Deaths from drug overdose in the United States increased by 54% from 2011 to 2016 — with opioids, benzodiazepines (benzos), and stimulants the most commonly used drug classes involved, a new report released today by the Centers for Disease Control and Prevention's National Center for Health Statistics (NCHS), shows.
The report notes that there were 41,340 drug overdose deaths in 2011 vs 63,632 such deaths in 2016.
The story around fentanyl may be even more troubling. The rate of overdose deaths involving it or one of its analogs doubled each year from 2013 through 2016, when it finally took the lead in becoming the most mentioned drug. In 2016, 29% of all overdose deaths involved fentanyl (n = 18,335).

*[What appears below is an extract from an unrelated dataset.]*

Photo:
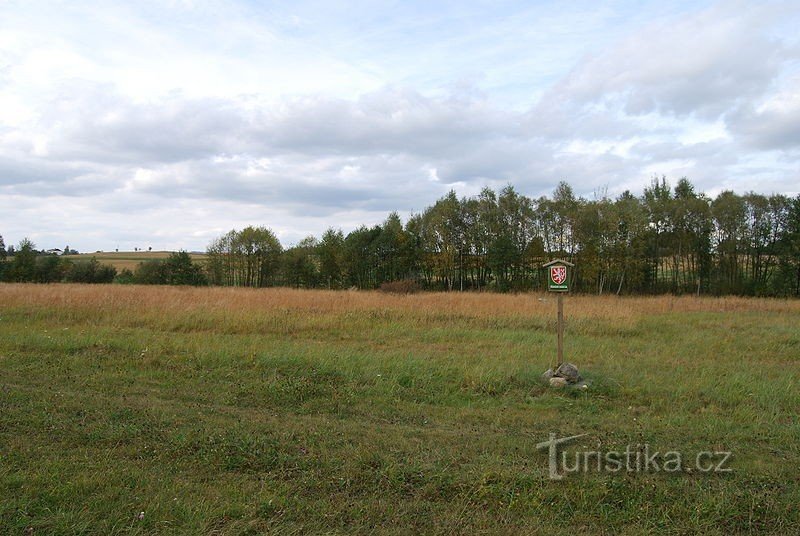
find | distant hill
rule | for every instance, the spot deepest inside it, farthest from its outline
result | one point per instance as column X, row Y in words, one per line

In addition, cocaine was the second or third most cited drug in the overdose death records throughout the entire study period.
The CDC's list of the 10 most frequently mentioned drugs also included the opioids, methadone, morphine, and hydrocodone; the benzos, alprazolam and diazepam; and the stimulant methamphetamine.

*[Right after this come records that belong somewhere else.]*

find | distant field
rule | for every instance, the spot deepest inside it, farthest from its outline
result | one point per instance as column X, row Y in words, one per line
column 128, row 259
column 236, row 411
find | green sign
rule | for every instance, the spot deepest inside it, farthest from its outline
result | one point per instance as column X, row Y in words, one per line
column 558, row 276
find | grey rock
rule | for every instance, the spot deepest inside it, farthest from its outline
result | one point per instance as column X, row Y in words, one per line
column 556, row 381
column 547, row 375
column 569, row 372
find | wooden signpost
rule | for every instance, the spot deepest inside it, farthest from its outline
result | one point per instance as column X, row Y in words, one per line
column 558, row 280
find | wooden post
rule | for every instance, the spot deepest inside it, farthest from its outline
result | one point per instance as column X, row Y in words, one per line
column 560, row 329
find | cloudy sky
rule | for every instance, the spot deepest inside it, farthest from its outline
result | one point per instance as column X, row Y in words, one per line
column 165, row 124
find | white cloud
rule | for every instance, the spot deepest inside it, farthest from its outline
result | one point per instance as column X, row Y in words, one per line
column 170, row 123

Of all 10 drugs, only methadone was associated with a decreasing overdose death rate from 2011 to 2016.
"While the ranking changed from year to year, the top 10 drugs involved in overdose deaths remained consistent throughout the 6-year period," note the investigators, led by Holly Hedegaard, MD, NCHS.
"This report identifies patterns in the specific drugs most frequently involved in drug overdose deaths…and highlights the importance of complete and accurate reporting in the literal text on death certificates," they write.
The data were published online in the December 12 issue of the National Vital Statistics Reports.
Rise in Overdose Death Toll
An NCHS report released last year showed the age-adjusted rate of US drug overdose deaths increased dramatically from 1999 (6.1 per 100,000 population) to 2016 (19.8 per 100,000).
Although several previous studies on drug overdoses have used National Vital Statistics System-Mortality (NVSS-M) information, this data is coded using the International Classification of Diseases, Tenth Revision (ICD-10); and these ICD-10 codes focus on broad drug categories rather than on individual drugs, note the investigators.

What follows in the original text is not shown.